Em janeiro de 2014, o gerenciamento estadual do Rio de Janeiro criou o ‘Lapa Presente’, um esquema de policiamento especial para o famoso e boêmio bairro da região central da cidade.
Policiais de bicicletas, sem fardamento, percorrem as ruas da região procurando por autores de pequenos delitos. Essa é a teoria. Na prática, nesses um ano e quatro meses, são itermináveis os relatos de abusos cometidos por esses policiais contra moradores de rua, usuários de drogas, moradores, turistas e frequentadores do bairro.

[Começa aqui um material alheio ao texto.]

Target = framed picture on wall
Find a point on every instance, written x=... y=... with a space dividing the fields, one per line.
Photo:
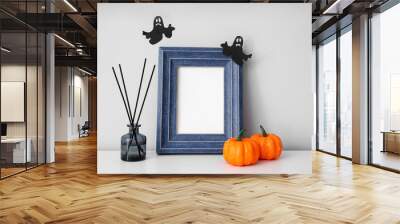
x=199 y=100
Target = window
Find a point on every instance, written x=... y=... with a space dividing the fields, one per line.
x=385 y=89
x=327 y=96
x=346 y=93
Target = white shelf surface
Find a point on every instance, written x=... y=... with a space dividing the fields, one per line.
x=291 y=162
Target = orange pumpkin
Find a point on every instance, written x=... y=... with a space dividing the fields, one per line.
x=241 y=151
x=270 y=145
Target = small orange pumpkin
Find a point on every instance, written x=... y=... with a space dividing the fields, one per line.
x=241 y=151
x=270 y=145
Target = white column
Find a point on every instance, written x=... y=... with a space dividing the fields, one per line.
x=360 y=90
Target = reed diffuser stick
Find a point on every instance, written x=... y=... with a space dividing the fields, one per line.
x=145 y=95
x=122 y=96
x=140 y=87
x=126 y=93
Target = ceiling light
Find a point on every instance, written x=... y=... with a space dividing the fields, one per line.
x=64 y=40
x=70 y=5
x=84 y=71
x=5 y=50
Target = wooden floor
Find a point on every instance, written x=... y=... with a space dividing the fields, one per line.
x=70 y=191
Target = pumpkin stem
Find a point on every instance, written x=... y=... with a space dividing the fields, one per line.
x=240 y=136
x=263 y=132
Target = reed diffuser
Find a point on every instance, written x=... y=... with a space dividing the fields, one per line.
x=133 y=144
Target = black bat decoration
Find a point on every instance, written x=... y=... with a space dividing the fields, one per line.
x=156 y=34
x=236 y=50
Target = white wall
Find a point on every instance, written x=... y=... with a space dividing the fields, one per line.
x=66 y=121
x=278 y=89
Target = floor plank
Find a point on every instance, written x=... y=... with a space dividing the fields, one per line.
x=70 y=191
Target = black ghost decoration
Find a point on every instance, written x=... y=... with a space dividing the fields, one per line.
x=236 y=50
x=155 y=35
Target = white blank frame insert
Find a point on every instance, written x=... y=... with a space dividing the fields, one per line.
x=12 y=101
x=200 y=100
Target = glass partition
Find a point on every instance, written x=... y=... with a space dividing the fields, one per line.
x=346 y=93
x=385 y=89
x=13 y=94
x=22 y=101
x=327 y=96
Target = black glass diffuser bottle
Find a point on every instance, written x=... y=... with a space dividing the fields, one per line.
x=133 y=145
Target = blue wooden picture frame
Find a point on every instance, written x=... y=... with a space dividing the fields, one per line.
x=168 y=140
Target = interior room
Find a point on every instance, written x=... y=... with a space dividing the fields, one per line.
x=250 y=111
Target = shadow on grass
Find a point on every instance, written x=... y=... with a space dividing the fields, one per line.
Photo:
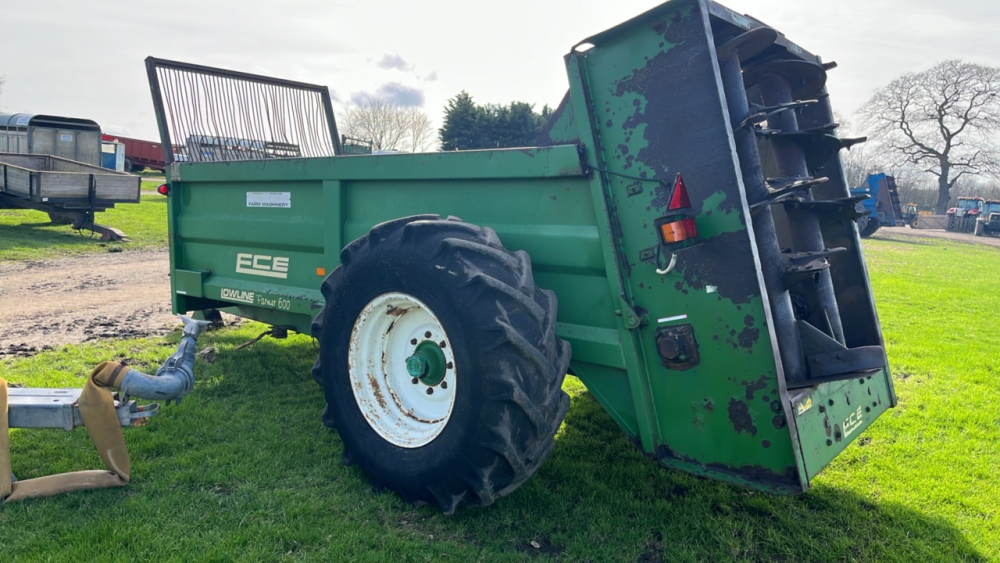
x=907 y=239
x=33 y=235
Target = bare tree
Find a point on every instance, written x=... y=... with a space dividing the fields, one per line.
x=421 y=132
x=941 y=120
x=387 y=126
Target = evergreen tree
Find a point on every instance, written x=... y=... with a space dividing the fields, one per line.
x=471 y=126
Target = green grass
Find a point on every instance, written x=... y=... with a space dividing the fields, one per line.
x=28 y=235
x=243 y=469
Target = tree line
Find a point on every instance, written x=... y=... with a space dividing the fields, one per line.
x=935 y=131
x=467 y=125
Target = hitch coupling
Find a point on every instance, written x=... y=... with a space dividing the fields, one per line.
x=170 y=383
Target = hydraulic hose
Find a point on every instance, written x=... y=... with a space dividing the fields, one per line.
x=171 y=382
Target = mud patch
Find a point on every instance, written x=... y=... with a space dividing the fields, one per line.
x=44 y=304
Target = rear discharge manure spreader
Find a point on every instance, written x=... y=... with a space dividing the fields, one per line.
x=681 y=239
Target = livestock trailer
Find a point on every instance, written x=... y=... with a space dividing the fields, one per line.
x=66 y=137
x=69 y=191
x=681 y=239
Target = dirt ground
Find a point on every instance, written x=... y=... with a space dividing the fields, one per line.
x=72 y=300
x=887 y=232
x=127 y=295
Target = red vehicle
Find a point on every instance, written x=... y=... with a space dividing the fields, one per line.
x=962 y=218
x=139 y=154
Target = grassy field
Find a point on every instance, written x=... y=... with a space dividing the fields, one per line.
x=243 y=468
x=28 y=235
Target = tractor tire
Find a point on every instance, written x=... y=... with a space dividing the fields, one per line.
x=471 y=425
x=867 y=226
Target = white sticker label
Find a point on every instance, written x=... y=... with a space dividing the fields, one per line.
x=269 y=199
x=261 y=265
x=853 y=422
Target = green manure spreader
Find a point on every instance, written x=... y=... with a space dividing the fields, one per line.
x=681 y=239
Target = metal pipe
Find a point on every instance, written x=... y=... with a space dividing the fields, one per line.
x=807 y=235
x=176 y=377
x=768 y=250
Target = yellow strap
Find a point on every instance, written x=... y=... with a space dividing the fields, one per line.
x=97 y=408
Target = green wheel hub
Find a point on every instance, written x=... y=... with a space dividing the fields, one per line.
x=427 y=363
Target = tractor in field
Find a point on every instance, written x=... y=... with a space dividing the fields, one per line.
x=962 y=218
x=681 y=239
x=988 y=222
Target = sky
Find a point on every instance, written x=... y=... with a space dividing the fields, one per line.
x=85 y=59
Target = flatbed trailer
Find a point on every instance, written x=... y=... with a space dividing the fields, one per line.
x=69 y=191
x=686 y=210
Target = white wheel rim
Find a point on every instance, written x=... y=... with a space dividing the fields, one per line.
x=385 y=334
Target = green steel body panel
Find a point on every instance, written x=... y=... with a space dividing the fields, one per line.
x=644 y=104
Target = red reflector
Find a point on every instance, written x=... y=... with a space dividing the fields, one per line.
x=679 y=198
x=679 y=231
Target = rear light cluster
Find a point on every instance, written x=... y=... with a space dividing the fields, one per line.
x=679 y=226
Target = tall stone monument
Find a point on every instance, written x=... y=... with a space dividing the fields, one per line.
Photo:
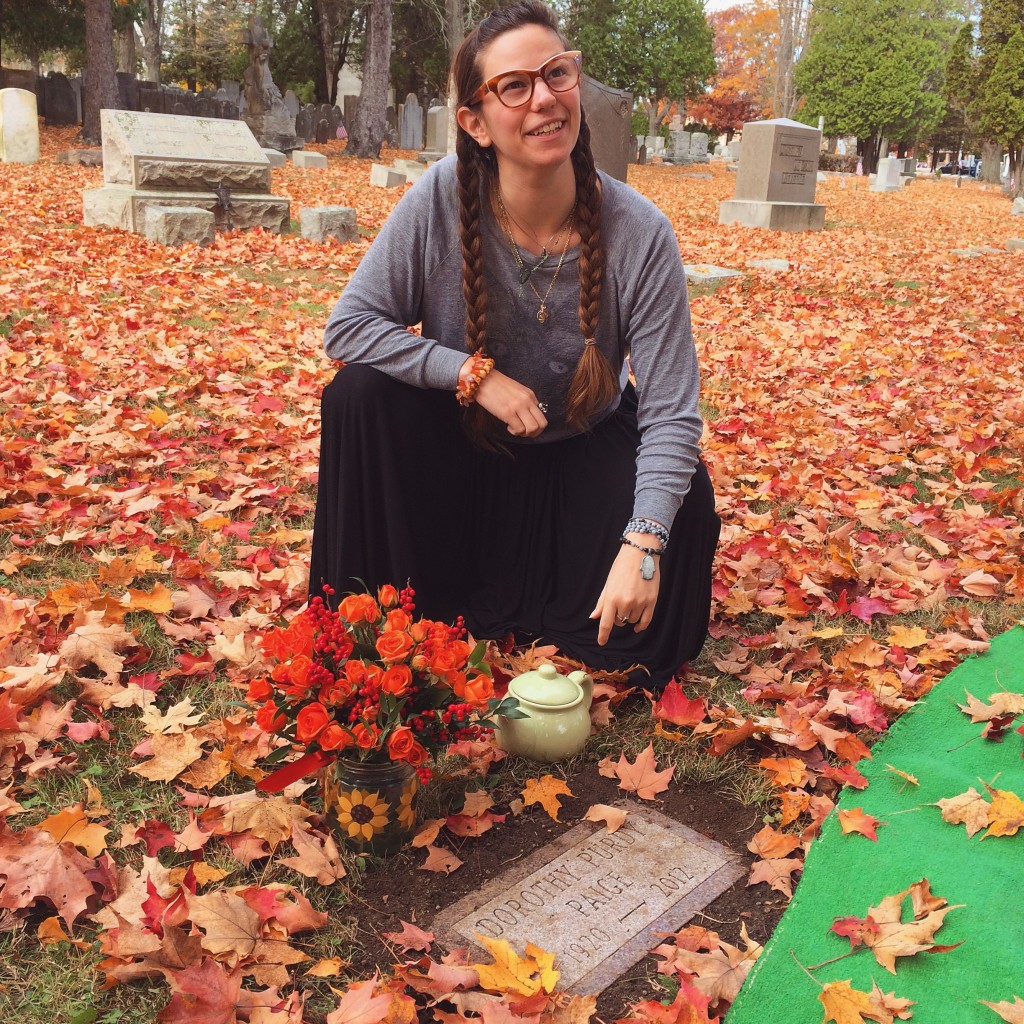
x=265 y=113
x=18 y=127
x=607 y=113
x=776 y=178
x=162 y=161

Em junho do ano passado, o advogado André Barros, Mestre em Ciências Penais e Secretário-Geral da Comissão de Direitos Humanos da OAB/RJ, conversava com amigos na Lapa quando viu um jovem ser detido por portar uma pequena quantidade de maconha. Diante da hostilidade dos PMs, André decidiu acompanhar o rapaz até a delegacia. Desse momento em diante, várias arbitrariedades foram pontuadas pelo advogado em artigo publicado no ‘Smoke Buddies’. Ele começa descrevendo as instalações da delegacia da OLP:
— A entrada da repartição fica na parede lateral da antiga delegacia, no meio de um estacionamento. Um local escondido, com uma entrada sinistra, sem qualquer indicação de repartição policial. Atravessamos um local em forma de porta, que dava para uma espécie de porão, buraco, calabouço, onde sem dúvida ninguém da rua poderia escutar nem ver nada do que acontece lá dentro. Em respeito aos direitos humanos, essa extensão da 5ª DP deve ser desativada imediatamente — descreve.

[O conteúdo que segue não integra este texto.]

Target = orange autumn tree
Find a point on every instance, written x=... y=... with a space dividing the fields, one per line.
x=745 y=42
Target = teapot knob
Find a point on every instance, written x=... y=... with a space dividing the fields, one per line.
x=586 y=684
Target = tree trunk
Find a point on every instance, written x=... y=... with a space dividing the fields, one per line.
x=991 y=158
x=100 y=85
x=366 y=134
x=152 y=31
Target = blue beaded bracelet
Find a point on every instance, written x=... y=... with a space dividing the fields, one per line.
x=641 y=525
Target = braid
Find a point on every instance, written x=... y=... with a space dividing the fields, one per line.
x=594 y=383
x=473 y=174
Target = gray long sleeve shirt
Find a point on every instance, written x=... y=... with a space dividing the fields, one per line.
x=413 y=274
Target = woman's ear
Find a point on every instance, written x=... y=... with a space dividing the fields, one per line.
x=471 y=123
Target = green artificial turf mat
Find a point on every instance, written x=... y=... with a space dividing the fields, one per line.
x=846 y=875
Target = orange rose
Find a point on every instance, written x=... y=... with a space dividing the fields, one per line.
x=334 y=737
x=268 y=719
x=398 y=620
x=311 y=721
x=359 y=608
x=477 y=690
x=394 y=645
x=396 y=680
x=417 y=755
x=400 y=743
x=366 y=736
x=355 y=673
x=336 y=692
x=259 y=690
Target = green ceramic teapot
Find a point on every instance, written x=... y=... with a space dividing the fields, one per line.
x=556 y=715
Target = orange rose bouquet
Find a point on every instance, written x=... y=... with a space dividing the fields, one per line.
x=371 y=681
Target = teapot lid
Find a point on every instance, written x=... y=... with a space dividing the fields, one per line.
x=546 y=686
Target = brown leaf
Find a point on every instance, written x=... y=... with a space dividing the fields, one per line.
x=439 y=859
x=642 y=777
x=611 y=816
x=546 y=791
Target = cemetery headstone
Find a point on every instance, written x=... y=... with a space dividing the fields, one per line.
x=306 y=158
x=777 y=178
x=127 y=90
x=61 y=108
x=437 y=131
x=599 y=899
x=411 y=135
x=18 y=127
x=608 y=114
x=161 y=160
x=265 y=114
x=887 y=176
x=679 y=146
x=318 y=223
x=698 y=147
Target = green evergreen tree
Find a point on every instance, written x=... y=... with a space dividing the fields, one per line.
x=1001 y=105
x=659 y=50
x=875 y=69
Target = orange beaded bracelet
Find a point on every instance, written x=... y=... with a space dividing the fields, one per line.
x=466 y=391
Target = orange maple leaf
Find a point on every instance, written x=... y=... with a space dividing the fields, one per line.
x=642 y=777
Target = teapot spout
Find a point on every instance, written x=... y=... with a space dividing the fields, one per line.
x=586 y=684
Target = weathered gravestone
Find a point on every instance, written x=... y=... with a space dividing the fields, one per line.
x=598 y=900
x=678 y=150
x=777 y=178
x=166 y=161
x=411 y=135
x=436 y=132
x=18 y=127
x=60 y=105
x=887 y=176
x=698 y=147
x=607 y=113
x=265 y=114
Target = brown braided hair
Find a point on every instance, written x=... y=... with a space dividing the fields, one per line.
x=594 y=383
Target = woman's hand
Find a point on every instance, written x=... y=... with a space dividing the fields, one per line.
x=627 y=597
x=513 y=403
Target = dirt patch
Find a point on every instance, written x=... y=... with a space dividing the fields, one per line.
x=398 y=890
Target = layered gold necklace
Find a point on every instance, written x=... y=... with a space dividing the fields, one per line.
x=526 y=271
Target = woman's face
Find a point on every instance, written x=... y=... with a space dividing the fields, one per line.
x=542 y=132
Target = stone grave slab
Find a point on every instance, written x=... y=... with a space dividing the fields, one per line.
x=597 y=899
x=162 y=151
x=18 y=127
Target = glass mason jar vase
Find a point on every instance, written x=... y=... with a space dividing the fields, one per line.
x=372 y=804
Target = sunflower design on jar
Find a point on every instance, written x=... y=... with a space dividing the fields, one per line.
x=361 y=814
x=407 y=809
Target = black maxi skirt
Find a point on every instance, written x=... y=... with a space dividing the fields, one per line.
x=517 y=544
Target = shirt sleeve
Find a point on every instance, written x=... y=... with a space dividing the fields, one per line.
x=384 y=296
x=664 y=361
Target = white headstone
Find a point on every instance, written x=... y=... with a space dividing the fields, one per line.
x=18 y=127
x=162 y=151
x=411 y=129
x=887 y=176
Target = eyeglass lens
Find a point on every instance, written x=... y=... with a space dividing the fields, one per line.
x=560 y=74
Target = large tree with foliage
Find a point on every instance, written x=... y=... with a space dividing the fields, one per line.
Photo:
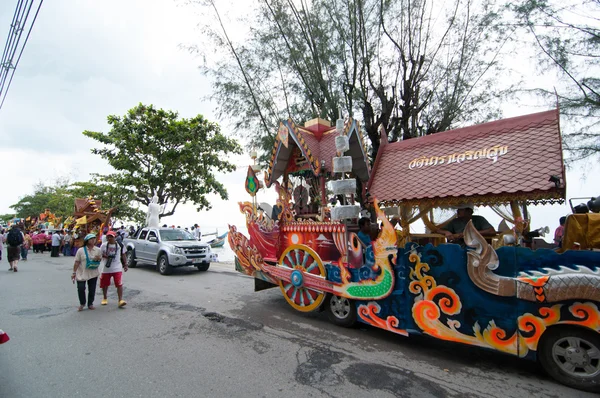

Segundo relatos de moradores do bairro, os moradores de rua são alvos preferenciais para os policiais da OLP. A estratégia é prender, cercar e intimidar a população de rua repetidas vezes até que ela se canse e migre para outra marquise em outra região. André conta o caso de uma dessas pessoas presas mais de uma vez pelo ‘Lapa Presente’.
— Vimos um adulto pobre e negro gritar por quase uma hora sobre o direito de ir e vir, dizendo que tinha sido levado pela décima vez ao local. Ele estava sem documento, afirmava que tinha gastado seu dinheiro com bebida e não tinha feito nada demais, portanto, não poderia ter sido detido — explica.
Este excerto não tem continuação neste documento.